Actually, the answer is usually none of the above. In fact, most of us probably know fairly successful people whose background and skill in mathematics was as minimal as they could get away with. I know several scientists (mostly in biology) who are extremely good at what they do, but who would be terrified to sit through even our freshman level math courses. No, it does not seem that an individual’s lack of mathematical background will necessarily cost that person anything substantial. Ah, but what of a nation or a world?
Suppose a society fails to learn mathematics? I don’t mean that all individuals fail to learn, just a number so overwhelming that they permeate the government, regulatory agencies, businesses, and schools. What if a sufficient fraction of the population learns to think intuitively, rather than critically? What if enough people agree that what feels right, is right? What if the system of checks and balances fails because the counterweights just can’t keep up? What if people start to believe that these rocks are what keep the tigers away?
I am writing this as I live the answer to these questions. To which circle of hell am I referring? Circle 9er: Airport security.
I know: It is such an easy target for scrutiny, and yet without a doubt the people who work in airport security are an honest group who are doing their job and who likely sympathize with many of the travelers inconvenienced by policies they never asked for. Am I annoyed that the security officer here at Heathrow just confiscated from me the half-full 4oz. bottle of contact lens solution—which passed through American security without notice—because 4oz. is 118mL and the British limit is 100mL?* No. I am annoyed that many people in power in both (all?) countries believe that such trivial differences matter.
*Technically, they should have confiscated it in the United States since they match Britain with a 3.4oz (roughly 100mL) limit.
How should we decide the appropriate level of security at our airports? Should experts come up with a list of reasonable ways a terrorist might attempt to take over or destroy an airplane, and then enact sufficient security measures to make those avenues of destruction prohibitively difficult? It sounds pretty good. It feels like the right solution.

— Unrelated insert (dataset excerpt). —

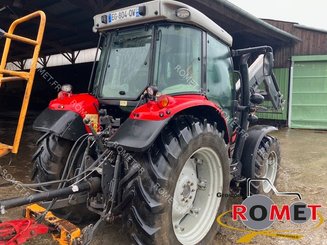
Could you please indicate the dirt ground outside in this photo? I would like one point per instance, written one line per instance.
(303, 169)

Of course, if you’re one of the those anal mathematicians, then you might start questioning the definition of `reasonable ways’ and `prohibitively difficult’. At that point, it might occur to you that probability and statistics are at play here, and that these are necessary to consider before deciding upon a course of action. But those of us without a Ph.D. in pointdextery know that probability and statistics is a just a smart person’s attempt to get around the immutable law that either the plane crashes or it doesn’t; you either stop the terrorist or you don’t. Never mind the regular reports of journalists sneaking weapons or TSA agents sneaking people through security. We’d all rather be alive with a little less liberty (and contact solution) than free and dead at the bottom of the Atlantic, right?
So, I guess this is my answer: The cost of a society failing to learn mathematics is giving up some of its liberty for, well, the appearance of security? But hey, at least those badges the TSA officers wear now are keeping the tigers away.
[Update: This post was retroactively inspired (that is, I read it after I wrote this) by an article of Keith Devlin.]